Llegamos a la plaza. Ellos parecen agotados. Se sientan en una banca y yo permanezco
de pie. Hans sabe que inevitablemente terminarán bebiendo en alguna cantina cercana.
Es cumpleaños de mi padre y su deseo es beber. Siempre lo ha sido. Miro la estatua del
inca. Hans se frota las manos aunque no hace frío.
—Me voy a separar de Charo— dice. —La muy puta. Me está matando con todo esto.
Ya no lo soporto. La dejo.
—Déjala— dice mi padre. —Quizá se junte con el otro. Así seríamos tres amigos.
Podríamos vivir todos en mi departamento. Es cuestión de acomodarse. Y cuando me
emborrache ya no tendrías que cargarme tú solo.
Hablan de mi madre como si no estuviera con ellos, pienso.
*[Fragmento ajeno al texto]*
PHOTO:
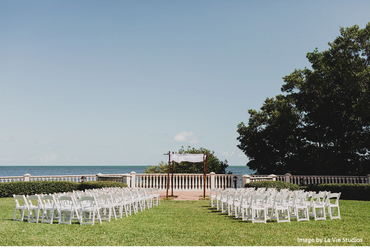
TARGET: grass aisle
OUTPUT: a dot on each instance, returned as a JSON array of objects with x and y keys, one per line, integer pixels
[{"x": 188, "y": 223}]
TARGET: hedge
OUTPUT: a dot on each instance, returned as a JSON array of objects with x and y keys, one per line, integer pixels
[
  {"x": 50, "y": 187},
  {"x": 273, "y": 184},
  {"x": 349, "y": 191}
]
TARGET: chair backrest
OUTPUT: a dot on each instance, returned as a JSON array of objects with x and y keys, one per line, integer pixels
[
  {"x": 48, "y": 200},
  {"x": 87, "y": 201},
  {"x": 258, "y": 200},
  {"x": 20, "y": 201},
  {"x": 66, "y": 202},
  {"x": 335, "y": 196},
  {"x": 33, "y": 200},
  {"x": 282, "y": 200}
]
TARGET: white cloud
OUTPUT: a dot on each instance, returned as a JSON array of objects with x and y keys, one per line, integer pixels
[
  {"x": 5, "y": 139},
  {"x": 227, "y": 154},
  {"x": 186, "y": 136}
]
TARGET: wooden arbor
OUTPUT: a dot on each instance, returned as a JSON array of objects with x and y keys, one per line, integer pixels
[{"x": 194, "y": 158}]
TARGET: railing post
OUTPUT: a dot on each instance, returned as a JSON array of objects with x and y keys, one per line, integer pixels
[
  {"x": 26, "y": 177},
  {"x": 273, "y": 177},
  {"x": 287, "y": 177},
  {"x": 212, "y": 174},
  {"x": 245, "y": 179},
  {"x": 133, "y": 178}
]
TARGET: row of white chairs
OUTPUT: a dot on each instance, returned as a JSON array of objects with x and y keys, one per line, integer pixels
[
  {"x": 260, "y": 205},
  {"x": 85, "y": 206}
]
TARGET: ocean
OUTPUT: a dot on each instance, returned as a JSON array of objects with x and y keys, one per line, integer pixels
[{"x": 90, "y": 170}]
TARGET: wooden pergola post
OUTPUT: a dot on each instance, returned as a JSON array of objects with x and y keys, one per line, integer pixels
[
  {"x": 205, "y": 163},
  {"x": 168, "y": 175}
]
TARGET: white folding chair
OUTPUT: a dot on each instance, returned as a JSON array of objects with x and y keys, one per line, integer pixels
[
  {"x": 88, "y": 211},
  {"x": 66, "y": 209},
  {"x": 258, "y": 208},
  {"x": 245, "y": 206},
  {"x": 49, "y": 208},
  {"x": 318, "y": 206},
  {"x": 34, "y": 208},
  {"x": 156, "y": 198},
  {"x": 21, "y": 206},
  {"x": 331, "y": 207},
  {"x": 280, "y": 208},
  {"x": 212, "y": 197},
  {"x": 105, "y": 206},
  {"x": 299, "y": 208}
]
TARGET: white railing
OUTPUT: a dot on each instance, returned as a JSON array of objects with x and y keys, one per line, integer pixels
[
  {"x": 29, "y": 178},
  {"x": 179, "y": 181},
  {"x": 318, "y": 179},
  {"x": 192, "y": 181}
]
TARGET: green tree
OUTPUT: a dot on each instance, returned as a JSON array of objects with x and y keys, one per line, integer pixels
[
  {"x": 321, "y": 125},
  {"x": 214, "y": 164}
]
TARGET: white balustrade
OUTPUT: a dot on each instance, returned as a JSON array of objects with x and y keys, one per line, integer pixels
[{"x": 195, "y": 181}]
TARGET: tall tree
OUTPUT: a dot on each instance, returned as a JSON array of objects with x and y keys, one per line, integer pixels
[{"x": 328, "y": 111}]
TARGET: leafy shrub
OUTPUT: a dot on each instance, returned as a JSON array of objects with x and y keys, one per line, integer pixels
[
  {"x": 100, "y": 184},
  {"x": 50, "y": 187},
  {"x": 37, "y": 187},
  {"x": 350, "y": 191},
  {"x": 273, "y": 184}
]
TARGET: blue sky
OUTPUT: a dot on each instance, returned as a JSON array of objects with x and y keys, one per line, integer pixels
[{"x": 122, "y": 82}]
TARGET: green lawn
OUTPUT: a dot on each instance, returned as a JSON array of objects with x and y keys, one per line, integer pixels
[{"x": 187, "y": 223}]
—Qué te parece, Chicho— dice mi padre. — ¿Volverías a casa? Seríamos una familia.
Podrías traer a tu novia.
—Me gustan los hombres, papá— le digo.
Mi padre me mira. Hans mira a mi padre. Una mujer que cruza frente a nosotros nos
mira a los tres. Por fin dice:
—Entonces a tu novio. Da lo mismo, hijo.
Les digo que mañana tengo que trabajar. Nos despedimos. Hans me ofrece su impecable
muñeca. Mi padre me da un beso en la mejilla y unas palmadas en la espalda. Luego sus
rollizos cuerpos son tragados fácilmente por las sombras.
Quizá papá tenga que volver al centro de rehabilitación, pienso.
Yo vuelvo tras mis pasos y me pongo a contar las viejas palmeras. Cincuenta y ocho
Nunca hubiera creído que fuesen tantas.